13. Batch extraction against interpretation - the OLAP system should equally efficiently provide access to both its own and external data.

14. Support all OLAP-analysis models - the OLAP system must maintain all four data analysis models defined by the code: categorical, interpreting, speculative and stereotypical.

15. Processing of abnormalized data - the OLAP system must be integrated with abnormal data sources. Data modifications made in OLAP medium should not lead to changes in data stored in the source external systems.

16. Saving OLAP results: storing them separately from the source data - an OLAP system operating in the read-write mode, after modifying the source data, the results should be saved separately. In other words, the security of the source data is ensured.

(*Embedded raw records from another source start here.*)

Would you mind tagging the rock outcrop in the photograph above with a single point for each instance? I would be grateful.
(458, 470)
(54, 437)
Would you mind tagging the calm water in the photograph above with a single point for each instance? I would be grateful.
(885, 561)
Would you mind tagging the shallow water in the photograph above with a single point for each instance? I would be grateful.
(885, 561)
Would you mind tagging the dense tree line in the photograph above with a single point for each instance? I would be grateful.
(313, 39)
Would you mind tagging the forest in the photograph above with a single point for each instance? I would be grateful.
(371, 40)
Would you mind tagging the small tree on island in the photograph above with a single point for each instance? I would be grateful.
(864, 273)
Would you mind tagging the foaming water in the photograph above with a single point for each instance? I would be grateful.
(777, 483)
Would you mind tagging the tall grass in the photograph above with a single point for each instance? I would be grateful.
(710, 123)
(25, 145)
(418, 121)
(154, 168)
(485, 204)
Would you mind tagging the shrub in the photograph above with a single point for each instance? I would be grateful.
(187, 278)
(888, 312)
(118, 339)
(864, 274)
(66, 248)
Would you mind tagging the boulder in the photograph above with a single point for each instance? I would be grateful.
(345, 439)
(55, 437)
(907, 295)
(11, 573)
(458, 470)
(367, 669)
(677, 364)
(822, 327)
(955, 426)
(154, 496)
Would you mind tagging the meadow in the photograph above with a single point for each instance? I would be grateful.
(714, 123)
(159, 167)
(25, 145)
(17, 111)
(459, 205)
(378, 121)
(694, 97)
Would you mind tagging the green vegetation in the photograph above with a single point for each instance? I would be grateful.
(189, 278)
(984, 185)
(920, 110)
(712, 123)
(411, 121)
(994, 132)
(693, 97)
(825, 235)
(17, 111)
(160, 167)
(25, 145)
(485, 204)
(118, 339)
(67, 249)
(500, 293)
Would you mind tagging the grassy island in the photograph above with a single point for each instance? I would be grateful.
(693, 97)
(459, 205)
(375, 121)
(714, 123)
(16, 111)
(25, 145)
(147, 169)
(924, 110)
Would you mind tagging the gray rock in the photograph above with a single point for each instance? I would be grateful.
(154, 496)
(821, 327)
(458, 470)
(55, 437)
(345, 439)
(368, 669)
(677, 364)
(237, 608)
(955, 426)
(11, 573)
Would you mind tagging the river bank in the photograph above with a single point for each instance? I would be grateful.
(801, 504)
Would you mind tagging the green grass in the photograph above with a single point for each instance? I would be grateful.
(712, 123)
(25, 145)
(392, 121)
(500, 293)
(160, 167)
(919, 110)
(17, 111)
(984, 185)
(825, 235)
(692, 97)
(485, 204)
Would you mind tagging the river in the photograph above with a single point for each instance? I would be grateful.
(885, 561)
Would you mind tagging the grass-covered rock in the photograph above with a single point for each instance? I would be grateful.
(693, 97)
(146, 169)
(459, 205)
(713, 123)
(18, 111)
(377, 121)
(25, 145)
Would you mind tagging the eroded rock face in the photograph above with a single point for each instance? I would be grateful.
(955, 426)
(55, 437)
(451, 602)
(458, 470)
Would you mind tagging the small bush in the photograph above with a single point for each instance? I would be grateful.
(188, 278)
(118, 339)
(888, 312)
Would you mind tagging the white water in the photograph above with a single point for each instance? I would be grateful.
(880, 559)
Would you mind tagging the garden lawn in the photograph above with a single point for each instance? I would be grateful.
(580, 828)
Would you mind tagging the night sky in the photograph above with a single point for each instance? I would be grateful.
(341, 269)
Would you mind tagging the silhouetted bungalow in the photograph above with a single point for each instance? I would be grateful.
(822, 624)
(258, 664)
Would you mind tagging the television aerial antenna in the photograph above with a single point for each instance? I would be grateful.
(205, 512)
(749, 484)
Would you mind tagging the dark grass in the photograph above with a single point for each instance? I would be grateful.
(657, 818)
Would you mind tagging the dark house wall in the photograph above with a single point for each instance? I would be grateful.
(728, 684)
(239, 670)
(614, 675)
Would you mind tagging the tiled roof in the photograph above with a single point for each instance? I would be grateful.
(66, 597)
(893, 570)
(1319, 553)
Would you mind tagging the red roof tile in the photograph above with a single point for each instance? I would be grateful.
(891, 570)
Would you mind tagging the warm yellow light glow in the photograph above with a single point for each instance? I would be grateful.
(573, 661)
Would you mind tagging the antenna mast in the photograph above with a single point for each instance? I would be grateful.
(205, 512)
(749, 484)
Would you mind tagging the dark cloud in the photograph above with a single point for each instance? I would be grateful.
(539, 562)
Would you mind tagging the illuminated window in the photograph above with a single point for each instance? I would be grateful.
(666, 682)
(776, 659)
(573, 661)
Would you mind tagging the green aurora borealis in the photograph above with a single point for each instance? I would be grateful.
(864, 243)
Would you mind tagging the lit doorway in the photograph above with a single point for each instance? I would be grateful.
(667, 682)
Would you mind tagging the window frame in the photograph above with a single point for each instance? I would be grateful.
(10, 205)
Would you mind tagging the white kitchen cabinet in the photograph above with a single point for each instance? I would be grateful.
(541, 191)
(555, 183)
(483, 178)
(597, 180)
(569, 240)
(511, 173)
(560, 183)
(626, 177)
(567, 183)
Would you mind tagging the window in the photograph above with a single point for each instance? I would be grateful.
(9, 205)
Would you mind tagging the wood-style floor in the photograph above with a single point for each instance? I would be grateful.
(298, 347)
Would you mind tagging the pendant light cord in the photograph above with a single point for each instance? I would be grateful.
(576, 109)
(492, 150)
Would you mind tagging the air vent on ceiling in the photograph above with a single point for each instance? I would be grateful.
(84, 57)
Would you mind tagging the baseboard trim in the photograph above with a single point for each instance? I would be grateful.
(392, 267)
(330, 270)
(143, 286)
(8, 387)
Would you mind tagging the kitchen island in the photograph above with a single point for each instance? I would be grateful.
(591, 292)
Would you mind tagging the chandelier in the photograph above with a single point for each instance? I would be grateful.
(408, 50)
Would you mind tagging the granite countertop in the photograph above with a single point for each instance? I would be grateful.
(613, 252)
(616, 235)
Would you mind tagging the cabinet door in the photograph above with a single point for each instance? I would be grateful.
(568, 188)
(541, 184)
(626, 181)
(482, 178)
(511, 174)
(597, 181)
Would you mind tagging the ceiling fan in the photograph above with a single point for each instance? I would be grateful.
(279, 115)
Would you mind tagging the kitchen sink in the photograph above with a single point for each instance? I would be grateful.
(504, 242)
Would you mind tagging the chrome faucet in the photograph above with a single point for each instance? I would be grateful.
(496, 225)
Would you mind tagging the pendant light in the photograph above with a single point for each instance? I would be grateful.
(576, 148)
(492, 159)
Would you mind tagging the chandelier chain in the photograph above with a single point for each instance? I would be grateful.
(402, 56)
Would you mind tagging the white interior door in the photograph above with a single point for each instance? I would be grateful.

17. The exclusion of missing values-- OLAP-system, presenting these to the user, must discard all the missing values. In other words, missing values \u200b\u200bshould differ from zero values.

18. Processing of missing values \u200b\u200b- the OLAP system must ignore all the missing values \u200b\u200bwithout taking into account their source. This feature is associated with the 17th rule.

In addition, the Codd broke all 18 rules for the next four groups, calling them features. These groups received names in, S, R and D.

The main features (B) include the following rules:

Multidimensional conceptual representation of data (rule 1);

Intuitive data manipulation (rule 10);

Availability (rule 3);

Batch extraction against interpretation (rule 13);

Support for all OLAP analysis models (rule 14);

Architecture "Client-server" (rule 5);

Transparency (rule 2);

Multiplayer support (rule 8)

Special features (s):

Processing of abnormalized data (rule 15);

Saving OLAP results: storing them separately from the source data (rule 16);

Elimination of missing values \u200b\u200b(rule 17);

Processing of missing values \u200b\u200b(rule 18). Features of reporting (R):

Reporting flexibility (rule 11);

Standard report performance (rule 4);

Automatic setting physical level (Changed Original Rule 7).

Measurement Management (D):

Universality of measurements (rule 6);

Unlimited number of measurements and aggregation levels (rule 12);

Unlimited operations between dimensions (rule 9).